By sharing this adventure, I'm shredding any ounce of dignity I ever had. On Saturday afternoon our church youth group took a trip to Uncle Shuck's up in Dawsonville. It's got a pumpkin patch, hayrides, a bonfire, a corn cannon, lots of good food, and corn mazes! Here is an aerial view of this year's design.
We did both the regular mazes. It was muddy as all get out, from all the rain we've had here in Georgia, and so maneuvering through the corn was not just figuring out your way, but figuring out where to step. I had my purse with me and carried it in the crook of my arm. We got to laughing about how goofy I looked. One kid asked why I brought my pockeybook into the maze, to which he added "do you have checks to write or something?" — which we thought was the funniest thing ever. Here I am in all my "that lady's a character" glory.
A small group of us decided to stay for the haunted maze. That meant hanging out for an hour and a half until it got dark, but there was plenty to do (including good people watching, hands down one of my favorite pastimes). We watched zombies and Freddy Kruegers arrive, no doubt the people who would be scaring us. It was getting darker and darker. The bats were out in full force, flying above our heads and swooping in a little too close at times. When the sky was black, we went in.

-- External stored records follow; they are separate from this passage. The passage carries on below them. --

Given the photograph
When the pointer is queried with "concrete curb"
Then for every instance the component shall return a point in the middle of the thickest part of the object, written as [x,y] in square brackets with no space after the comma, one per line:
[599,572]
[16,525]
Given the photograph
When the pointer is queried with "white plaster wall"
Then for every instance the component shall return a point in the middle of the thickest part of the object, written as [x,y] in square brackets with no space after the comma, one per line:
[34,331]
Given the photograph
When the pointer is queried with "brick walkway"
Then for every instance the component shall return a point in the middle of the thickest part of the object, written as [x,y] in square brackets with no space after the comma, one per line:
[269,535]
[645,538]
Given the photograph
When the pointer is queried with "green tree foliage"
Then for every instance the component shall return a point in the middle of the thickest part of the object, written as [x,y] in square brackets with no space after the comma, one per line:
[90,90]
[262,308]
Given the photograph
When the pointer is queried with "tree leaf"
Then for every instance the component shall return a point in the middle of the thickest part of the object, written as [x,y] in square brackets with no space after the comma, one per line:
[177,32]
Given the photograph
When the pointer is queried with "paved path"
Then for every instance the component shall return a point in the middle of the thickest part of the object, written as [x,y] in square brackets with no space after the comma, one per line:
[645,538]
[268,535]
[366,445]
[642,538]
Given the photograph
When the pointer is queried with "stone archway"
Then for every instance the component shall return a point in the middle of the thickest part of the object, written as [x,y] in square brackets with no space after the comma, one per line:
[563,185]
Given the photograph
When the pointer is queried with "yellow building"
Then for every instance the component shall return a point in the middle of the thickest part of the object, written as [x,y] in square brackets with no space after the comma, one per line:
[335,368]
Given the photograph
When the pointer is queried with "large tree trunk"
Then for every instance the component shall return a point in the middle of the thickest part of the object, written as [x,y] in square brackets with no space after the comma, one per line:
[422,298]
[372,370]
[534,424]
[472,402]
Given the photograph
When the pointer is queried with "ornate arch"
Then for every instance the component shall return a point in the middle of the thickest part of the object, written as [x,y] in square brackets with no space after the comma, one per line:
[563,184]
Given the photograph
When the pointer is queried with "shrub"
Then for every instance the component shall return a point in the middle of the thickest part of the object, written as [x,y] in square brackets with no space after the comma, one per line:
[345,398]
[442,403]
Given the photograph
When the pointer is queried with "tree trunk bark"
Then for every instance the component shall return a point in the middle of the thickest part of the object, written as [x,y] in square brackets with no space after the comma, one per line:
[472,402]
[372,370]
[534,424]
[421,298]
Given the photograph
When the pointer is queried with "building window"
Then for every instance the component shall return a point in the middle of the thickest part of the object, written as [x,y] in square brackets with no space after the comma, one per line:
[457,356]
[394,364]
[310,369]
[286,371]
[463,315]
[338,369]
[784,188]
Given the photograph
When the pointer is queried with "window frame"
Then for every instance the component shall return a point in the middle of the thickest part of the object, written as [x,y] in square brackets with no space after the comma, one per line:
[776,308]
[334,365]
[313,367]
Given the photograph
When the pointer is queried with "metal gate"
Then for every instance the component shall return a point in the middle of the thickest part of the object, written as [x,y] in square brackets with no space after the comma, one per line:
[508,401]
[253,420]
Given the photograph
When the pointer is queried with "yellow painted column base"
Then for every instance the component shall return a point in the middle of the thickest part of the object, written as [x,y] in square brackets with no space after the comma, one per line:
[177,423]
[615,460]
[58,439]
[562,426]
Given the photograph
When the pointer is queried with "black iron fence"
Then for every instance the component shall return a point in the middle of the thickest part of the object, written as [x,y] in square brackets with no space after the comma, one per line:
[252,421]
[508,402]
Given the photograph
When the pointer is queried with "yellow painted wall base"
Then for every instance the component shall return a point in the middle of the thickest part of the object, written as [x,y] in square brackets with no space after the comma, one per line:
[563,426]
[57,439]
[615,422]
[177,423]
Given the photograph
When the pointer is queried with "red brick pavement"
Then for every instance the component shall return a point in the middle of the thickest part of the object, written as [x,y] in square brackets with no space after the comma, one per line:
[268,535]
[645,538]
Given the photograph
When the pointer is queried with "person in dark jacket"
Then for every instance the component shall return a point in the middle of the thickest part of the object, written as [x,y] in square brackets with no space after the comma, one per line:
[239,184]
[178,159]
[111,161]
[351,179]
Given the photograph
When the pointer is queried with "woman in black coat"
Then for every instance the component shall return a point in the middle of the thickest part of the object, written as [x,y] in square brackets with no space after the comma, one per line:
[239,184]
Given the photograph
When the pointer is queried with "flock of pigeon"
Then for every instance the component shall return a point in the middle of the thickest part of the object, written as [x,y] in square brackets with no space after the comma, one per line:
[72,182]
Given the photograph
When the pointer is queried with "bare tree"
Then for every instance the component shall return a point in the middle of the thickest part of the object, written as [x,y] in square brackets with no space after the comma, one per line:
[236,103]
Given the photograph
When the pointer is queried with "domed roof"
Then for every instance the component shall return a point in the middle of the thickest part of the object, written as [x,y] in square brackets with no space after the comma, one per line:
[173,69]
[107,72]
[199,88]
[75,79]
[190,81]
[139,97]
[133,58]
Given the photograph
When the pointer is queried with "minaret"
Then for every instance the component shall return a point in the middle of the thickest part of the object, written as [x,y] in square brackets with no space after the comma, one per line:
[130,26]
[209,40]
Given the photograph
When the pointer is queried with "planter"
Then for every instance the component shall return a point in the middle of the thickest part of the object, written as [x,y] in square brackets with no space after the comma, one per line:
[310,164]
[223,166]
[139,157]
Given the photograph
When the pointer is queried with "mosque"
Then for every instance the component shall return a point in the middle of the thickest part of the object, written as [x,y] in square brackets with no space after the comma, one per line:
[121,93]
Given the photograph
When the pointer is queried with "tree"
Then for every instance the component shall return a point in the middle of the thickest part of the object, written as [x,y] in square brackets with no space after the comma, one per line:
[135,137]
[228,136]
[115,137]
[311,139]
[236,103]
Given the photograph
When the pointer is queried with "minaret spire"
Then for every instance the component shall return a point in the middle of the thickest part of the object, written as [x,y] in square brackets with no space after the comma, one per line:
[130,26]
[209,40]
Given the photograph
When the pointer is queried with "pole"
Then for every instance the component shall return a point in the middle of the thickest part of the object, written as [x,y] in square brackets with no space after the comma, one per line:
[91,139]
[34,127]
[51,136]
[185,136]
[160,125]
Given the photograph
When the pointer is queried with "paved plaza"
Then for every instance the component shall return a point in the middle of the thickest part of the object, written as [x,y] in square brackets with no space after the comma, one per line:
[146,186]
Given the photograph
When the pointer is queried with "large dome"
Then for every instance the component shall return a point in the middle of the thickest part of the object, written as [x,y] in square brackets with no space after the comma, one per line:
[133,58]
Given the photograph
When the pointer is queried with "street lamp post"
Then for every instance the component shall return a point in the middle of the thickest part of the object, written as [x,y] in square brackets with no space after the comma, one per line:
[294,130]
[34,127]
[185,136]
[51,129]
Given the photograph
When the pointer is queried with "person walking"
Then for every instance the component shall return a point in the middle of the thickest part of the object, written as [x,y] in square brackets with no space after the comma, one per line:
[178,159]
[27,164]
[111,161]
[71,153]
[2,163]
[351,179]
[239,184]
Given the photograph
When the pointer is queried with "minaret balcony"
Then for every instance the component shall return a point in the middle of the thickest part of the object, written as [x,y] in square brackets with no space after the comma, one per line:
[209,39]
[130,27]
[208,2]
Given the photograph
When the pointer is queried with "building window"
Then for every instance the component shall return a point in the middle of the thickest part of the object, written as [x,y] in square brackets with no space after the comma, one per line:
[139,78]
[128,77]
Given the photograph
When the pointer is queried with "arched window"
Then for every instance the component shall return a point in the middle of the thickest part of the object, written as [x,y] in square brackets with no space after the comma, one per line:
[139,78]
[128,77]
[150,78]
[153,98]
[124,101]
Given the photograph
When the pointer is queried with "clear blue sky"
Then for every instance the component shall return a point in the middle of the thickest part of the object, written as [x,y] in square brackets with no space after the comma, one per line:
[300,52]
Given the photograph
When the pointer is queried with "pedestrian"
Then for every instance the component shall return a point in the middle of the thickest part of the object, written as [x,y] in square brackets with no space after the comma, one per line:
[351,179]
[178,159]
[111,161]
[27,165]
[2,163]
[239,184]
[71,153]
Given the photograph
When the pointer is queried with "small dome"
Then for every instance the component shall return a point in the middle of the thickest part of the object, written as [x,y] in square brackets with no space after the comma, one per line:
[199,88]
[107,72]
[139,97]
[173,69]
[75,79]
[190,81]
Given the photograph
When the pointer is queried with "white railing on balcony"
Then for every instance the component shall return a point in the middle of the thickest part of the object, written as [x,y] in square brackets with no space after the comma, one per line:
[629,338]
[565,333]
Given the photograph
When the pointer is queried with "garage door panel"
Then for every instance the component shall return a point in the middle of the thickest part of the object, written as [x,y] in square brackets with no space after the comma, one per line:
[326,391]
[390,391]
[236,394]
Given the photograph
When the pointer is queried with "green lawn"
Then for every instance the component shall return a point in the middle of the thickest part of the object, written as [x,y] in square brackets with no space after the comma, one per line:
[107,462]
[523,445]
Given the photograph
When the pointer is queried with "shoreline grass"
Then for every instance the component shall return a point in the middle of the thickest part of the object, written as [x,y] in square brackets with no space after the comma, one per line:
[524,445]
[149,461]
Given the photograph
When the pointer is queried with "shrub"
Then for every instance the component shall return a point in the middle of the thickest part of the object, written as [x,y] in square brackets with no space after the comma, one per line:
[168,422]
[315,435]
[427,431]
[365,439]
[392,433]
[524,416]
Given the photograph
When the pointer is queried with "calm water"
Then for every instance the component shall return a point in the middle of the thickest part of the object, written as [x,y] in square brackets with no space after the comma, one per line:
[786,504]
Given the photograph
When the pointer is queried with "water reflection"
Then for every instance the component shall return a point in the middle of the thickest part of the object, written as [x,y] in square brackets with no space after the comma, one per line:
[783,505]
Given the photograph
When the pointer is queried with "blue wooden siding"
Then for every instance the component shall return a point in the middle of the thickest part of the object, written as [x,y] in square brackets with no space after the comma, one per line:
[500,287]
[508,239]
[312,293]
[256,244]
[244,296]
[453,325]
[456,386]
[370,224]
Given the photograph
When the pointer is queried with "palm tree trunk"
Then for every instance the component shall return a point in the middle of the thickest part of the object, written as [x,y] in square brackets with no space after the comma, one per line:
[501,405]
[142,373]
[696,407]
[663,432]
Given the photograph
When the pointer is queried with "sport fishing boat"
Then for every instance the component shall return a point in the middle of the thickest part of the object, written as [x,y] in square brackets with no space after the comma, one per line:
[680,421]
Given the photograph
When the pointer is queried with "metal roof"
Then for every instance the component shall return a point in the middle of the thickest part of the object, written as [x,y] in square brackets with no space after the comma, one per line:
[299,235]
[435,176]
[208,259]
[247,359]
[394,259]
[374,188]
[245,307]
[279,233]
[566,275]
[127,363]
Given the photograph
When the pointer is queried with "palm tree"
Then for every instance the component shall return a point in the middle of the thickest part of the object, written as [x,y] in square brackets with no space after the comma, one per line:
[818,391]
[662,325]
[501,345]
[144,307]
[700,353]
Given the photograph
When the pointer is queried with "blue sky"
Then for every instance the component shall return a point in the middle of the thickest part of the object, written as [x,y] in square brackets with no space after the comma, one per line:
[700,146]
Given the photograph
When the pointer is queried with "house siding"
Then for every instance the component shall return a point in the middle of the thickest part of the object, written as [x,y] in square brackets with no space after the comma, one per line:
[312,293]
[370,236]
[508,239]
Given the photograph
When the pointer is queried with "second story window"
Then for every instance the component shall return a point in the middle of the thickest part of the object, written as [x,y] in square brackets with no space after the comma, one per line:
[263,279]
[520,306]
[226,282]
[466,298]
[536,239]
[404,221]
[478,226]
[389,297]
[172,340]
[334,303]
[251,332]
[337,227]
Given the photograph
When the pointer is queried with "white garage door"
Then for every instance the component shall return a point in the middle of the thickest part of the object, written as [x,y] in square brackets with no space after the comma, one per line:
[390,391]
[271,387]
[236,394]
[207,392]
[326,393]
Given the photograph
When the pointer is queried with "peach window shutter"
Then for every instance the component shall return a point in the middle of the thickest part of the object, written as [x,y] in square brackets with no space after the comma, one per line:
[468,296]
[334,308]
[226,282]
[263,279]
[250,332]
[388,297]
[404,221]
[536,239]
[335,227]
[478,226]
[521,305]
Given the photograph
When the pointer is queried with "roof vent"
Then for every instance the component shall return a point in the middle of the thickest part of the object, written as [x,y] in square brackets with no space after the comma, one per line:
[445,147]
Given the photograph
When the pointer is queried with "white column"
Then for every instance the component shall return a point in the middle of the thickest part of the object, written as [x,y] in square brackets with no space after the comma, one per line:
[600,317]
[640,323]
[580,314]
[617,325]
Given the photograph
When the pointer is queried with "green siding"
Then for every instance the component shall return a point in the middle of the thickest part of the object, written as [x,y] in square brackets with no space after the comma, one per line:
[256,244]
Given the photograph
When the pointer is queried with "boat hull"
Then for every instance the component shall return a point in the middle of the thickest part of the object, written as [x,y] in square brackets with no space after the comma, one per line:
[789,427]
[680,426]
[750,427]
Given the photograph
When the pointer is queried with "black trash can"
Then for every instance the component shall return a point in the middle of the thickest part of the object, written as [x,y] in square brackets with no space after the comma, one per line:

It was horrific. We got chased by masked children with powered-up chain saws. People jumped out of the corn. You'd come around a corner and at the end of the row stood a barely-visible figure who would slowly walk towards you, but you couldn't turn around. Zombies dragged their almost lifeless bodies out of the corn, grabbing for your ankles. And with every blood curdling scream, I wet myself a little, until by the end of the haunted maze I had completely emptied my bladder. My pants were wet down to my knees. The lady who writes checks in corn mazes was a mess. And she had a blast!